I used both pictures (above) and words (below) in our discussion and had the kids read along with me. This lent itself great to a discussion on labeling (its hard to see by my cell -the yellow blob- is numbered and the cell parts are also numbered accordingly.)  At this point I had the kids do a vocabulary matching paper. It matched vocabulary to devfinition. They were allowed to use the poster and any other resource they needed and I told them they would be doing the same paper later in the day as an assessment.

It didn't take long before the kids were ready to dive into their own cell creation.  We started off by drawing the cytoplasm on white-ish paper and cutting it out. 

 They then glued their cytoplasm on the cell wall and traced around that paper to make sure the membrane was visible and larger than the cytoplasm.

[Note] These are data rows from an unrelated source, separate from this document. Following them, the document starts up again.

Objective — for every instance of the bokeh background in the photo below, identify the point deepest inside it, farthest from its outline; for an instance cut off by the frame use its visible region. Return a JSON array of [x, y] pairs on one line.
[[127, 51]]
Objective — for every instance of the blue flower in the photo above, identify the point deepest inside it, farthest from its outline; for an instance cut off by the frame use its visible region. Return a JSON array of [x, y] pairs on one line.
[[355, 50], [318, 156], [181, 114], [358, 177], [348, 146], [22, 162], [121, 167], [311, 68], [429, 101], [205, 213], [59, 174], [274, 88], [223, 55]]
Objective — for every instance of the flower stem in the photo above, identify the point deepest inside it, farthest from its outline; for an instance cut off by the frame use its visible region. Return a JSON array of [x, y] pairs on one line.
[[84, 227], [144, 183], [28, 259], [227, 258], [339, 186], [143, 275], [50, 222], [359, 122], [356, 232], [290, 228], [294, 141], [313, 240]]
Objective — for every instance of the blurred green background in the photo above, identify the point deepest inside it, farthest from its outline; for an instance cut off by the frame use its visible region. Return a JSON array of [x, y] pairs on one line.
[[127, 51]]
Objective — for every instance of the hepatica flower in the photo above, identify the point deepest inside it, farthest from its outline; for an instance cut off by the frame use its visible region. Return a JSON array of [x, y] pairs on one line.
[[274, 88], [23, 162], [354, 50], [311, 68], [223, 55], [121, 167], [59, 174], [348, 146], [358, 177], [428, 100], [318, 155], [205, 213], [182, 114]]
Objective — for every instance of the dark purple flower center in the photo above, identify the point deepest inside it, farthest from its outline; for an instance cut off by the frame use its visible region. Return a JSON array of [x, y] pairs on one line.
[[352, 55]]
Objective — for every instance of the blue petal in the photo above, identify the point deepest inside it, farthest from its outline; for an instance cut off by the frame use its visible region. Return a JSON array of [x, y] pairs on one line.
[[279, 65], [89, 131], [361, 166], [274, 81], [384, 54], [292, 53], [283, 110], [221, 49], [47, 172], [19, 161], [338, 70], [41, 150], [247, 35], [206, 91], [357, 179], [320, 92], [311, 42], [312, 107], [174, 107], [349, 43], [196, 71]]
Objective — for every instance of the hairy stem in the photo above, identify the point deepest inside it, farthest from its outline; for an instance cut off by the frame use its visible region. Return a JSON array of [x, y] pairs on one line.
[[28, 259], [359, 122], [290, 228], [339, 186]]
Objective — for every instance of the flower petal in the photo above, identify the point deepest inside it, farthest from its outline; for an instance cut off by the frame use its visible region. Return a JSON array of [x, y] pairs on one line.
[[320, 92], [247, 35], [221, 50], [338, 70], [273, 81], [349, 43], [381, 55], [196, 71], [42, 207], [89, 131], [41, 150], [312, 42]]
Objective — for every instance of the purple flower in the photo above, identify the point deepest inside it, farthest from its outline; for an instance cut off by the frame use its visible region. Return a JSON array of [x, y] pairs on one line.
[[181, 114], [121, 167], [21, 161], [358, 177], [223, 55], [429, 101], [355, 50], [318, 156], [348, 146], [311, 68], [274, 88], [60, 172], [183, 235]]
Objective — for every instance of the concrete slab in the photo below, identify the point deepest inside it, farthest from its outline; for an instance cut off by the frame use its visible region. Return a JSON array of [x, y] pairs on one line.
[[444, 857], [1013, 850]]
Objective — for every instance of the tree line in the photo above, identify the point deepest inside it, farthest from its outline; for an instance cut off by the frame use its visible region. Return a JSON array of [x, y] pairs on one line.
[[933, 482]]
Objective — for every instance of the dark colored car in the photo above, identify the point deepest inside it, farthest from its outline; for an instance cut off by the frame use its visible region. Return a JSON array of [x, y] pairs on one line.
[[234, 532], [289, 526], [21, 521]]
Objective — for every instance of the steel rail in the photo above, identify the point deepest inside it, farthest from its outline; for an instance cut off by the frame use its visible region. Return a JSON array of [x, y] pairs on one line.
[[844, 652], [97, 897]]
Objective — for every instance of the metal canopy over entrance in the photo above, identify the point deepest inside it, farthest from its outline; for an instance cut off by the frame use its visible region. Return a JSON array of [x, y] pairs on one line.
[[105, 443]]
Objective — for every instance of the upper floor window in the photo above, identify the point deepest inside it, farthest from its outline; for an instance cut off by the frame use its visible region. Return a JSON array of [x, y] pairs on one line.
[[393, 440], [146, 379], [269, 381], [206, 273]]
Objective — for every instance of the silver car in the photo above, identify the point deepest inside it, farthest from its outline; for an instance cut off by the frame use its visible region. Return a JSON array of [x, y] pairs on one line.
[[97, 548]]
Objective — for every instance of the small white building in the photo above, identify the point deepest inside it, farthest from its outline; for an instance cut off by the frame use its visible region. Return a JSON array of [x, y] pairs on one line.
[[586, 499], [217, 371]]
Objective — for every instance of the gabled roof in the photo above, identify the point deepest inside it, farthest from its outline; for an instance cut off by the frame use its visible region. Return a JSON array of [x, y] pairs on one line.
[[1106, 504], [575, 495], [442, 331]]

One they had their membrane drawn on the paper, they cut it out and glued the cytoplasm and membrane together.

The next step was to add the mitochondria, 

and then finally the nucleus. 

 After lunch, I showed them the jello, baggies, celery and black olives and had them guess what each one represented. They then came up to the table and grabbed a membrane (baggie), filled it with cytoplasm (jello), tossed in 4 or 5 mitochondria (celery) and one nucleus (black olive.)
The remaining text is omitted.